The words for this American carol are based on a poem written by a young Unitarian minister in Massachusetts, Reverend Edmund Hamilton Sears (1810-1876), reportedly at the request of his friend and fellow minister, W. P. Lunt. It was first presented at his 1849 Sunday School Christmas celebration and was originally published on December 29th 1849 in a church magazine, The Christian Register. The poem was not the first Christmas poetry by Sears. He had written other Nativity lyrics and several books on religious topics. In addition, he was the editor for the Boston-based Monthly Religious Magazine from 1859 to 1871.
The following year, inspired by the poem, a friend of Sears, Richard Storrs Willis (1819-1900) adapted the words to a melody called "Carol", which he had written for the organ. Willis, who was an eminent editor and critic for the New York Tribune, had studied music in Europe as a young man, with, among others, Felix Mendelssohn, the composer of the music for “Hark! The Herald Angels Sing.”
Mendelssohn so much admired Willis’s work that he rearranged some of it for orchestra.

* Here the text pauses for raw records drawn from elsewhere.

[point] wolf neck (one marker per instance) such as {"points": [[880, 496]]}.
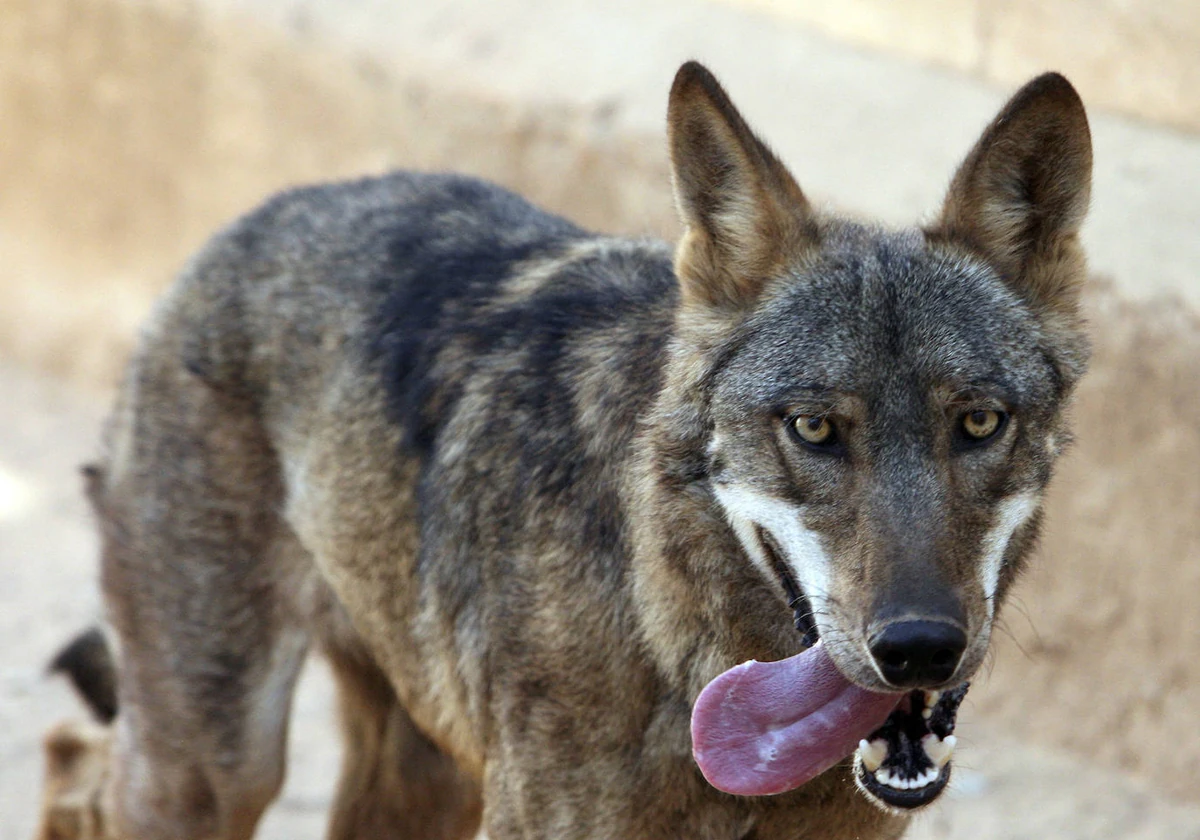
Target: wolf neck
{"points": [[688, 594]]}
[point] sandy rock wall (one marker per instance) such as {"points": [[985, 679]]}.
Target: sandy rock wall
{"points": [[1139, 57], [131, 130]]}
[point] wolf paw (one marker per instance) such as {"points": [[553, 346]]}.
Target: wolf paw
{"points": [[77, 760]]}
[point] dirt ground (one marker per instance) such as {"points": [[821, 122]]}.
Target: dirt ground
{"points": [[132, 129], [1006, 785]]}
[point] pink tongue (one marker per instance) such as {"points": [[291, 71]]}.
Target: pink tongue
{"points": [[768, 727]]}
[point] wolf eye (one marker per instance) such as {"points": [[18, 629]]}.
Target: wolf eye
{"points": [[815, 430], [982, 424]]}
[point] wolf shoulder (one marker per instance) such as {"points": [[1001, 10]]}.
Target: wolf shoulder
{"points": [[418, 282]]}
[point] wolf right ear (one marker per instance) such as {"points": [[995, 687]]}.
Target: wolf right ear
{"points": [[1020, 196], [743, 211]]}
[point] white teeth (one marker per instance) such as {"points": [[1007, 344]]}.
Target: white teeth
{"points": [[873, 754], [927, 778], [937, 749]]}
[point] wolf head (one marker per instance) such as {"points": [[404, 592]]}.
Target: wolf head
{"points": [[873, 414]]}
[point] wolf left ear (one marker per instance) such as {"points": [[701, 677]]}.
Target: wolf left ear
{"points": [[742, 209], [1020, 196]]}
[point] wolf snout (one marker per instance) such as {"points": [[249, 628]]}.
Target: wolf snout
{"points": [[918, 653]]}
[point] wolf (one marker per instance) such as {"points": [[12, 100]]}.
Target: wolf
{"points": [[601, 539]]}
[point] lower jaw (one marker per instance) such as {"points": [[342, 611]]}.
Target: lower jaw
{"points": [[905, 765]]}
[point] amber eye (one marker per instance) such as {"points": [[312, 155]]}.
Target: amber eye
{"points": [[815, 430], [982, 424]]}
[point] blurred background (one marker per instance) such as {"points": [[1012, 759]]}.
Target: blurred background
{"points": [[131, 129]]}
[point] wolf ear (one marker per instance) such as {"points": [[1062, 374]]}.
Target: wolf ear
{"points": [[742, 210], [1020, 196]]}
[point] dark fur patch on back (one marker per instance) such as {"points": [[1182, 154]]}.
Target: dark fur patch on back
{"points": [[448, 255]]}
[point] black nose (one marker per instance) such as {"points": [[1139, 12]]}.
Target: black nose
{"points": [[915, 654]]}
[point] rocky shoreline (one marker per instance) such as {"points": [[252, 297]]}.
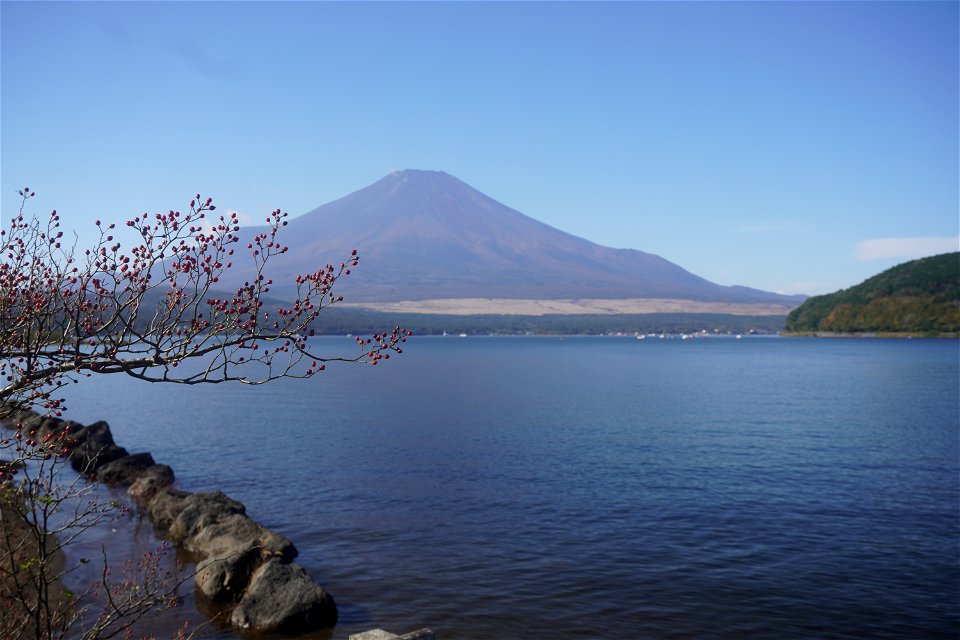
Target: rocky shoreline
{"points": [[243, 566]]}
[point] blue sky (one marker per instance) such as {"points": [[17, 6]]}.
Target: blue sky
{"points": [[792, 147]]}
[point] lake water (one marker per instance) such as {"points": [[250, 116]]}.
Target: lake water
{"points": [[499, 487]]}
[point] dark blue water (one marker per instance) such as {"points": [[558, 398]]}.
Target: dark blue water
{"points": [[595, 487]]}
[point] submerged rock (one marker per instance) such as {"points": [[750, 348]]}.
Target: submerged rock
{"points": [[149, 482], [282, 597], [125, 470], [93, 447]]}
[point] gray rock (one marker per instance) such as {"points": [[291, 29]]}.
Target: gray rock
{"points": [[236, 530], [225, 573], [124, 471], [150, 481], [282, 597], [92, 447], [199, 511], [165, 506]]}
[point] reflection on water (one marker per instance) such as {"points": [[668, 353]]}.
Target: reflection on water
{"points": [[592, 488]]}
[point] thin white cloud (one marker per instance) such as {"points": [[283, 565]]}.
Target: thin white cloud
{"points": [[906, 248]]}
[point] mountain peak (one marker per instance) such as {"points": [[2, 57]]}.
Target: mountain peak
{"points": [[426, 234]]}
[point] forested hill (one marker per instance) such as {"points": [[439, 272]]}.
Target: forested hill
{"points": [[921, 296]]}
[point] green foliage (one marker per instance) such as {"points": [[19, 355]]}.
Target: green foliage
{"points": [[922, 296]]}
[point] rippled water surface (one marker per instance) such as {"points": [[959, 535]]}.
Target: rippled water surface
{"points": [[594, 487]]}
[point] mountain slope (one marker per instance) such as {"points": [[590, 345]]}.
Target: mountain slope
{"points": [[427, 235], [918, 297]]}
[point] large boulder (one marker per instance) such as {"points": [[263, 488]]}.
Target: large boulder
{"points": [[282, 597], [149, 482], [165, 506], [124, 471], [92, 447], [199, 511], [225, 573]]}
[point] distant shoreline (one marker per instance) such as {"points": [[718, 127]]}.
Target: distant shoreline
{"points": [[870, 334], [570, 306]]}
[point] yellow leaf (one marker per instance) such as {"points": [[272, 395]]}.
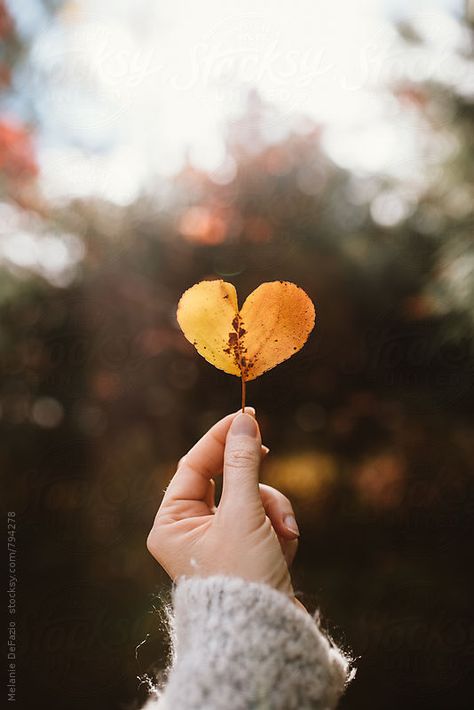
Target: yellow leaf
{"points": [[272, 325]]}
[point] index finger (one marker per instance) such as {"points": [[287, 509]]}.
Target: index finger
{"points": [[201, 463]]}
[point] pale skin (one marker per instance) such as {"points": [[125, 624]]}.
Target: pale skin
{"points": [[251, 534]]}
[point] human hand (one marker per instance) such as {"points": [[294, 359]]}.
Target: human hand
{"points": [[252, 533]]}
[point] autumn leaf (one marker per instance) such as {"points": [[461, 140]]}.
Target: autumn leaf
{"points": [[272, 325]]}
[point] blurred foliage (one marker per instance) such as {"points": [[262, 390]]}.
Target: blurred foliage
{"points": [[370, 426]]}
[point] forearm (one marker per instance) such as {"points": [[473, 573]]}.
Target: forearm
{"points": [[241, 645]]}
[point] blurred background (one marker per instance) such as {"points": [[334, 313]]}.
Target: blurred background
{"points": [[145, 146]]}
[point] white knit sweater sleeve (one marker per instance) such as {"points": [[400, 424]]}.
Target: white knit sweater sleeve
{"points": [[240, 645]]}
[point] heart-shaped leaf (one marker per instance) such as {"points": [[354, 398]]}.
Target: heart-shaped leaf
{"points": [[272, 325]]}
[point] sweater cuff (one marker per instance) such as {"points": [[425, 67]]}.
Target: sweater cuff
{"points": [[253, 647]]}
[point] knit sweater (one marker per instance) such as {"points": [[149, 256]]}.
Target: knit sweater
{"points": [[240, 645]]}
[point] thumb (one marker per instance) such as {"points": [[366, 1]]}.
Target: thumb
{"points": [[242, 458]]}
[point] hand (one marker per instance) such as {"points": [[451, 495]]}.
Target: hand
{"points": [[251, 534]]}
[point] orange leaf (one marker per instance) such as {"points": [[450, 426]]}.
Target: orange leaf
{"points": [[272, 325]]}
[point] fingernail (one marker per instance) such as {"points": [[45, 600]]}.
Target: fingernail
{"points": [[244, 424], [292, 525]]}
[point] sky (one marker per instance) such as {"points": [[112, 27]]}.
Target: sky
{"points": [[127, 90]]}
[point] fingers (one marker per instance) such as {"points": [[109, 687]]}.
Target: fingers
{"points": [[242, 456], [210, 497], [280, 511], [205, 459], [281, 514]]}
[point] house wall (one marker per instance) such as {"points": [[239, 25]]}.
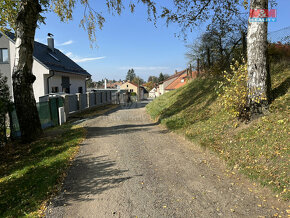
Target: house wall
{"points": [[37, 69], [130, 86], [76, 81], [166, 83]]}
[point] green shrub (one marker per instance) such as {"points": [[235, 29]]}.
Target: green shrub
{"points": [[4, 106], [233, 90]]}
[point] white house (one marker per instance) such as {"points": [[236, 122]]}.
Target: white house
{"points": [[152, 93], [54, 71]]}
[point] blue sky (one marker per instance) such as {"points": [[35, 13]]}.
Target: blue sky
{"points": [[129, 41]]}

It could be claimed that this was the first Christmas song to be composed in the United States, which is today considered to be a standard. In the mid 1850s the Americans were only beginning to celebrate the Christmas traditions of their English forebears. The influence of works such as A Christmas Carol by Charles Dickens were beginning to enthuse the American nation. Within twenty years other classic carols celebrating Christmas such as, "We Three Kings of Orient Are", "Jingle Bells", "I Heard the Bells on Christmas Day" and "O Little Town of Bethlehem" had been written in the United States.
(I originally wrote this for Songfacts).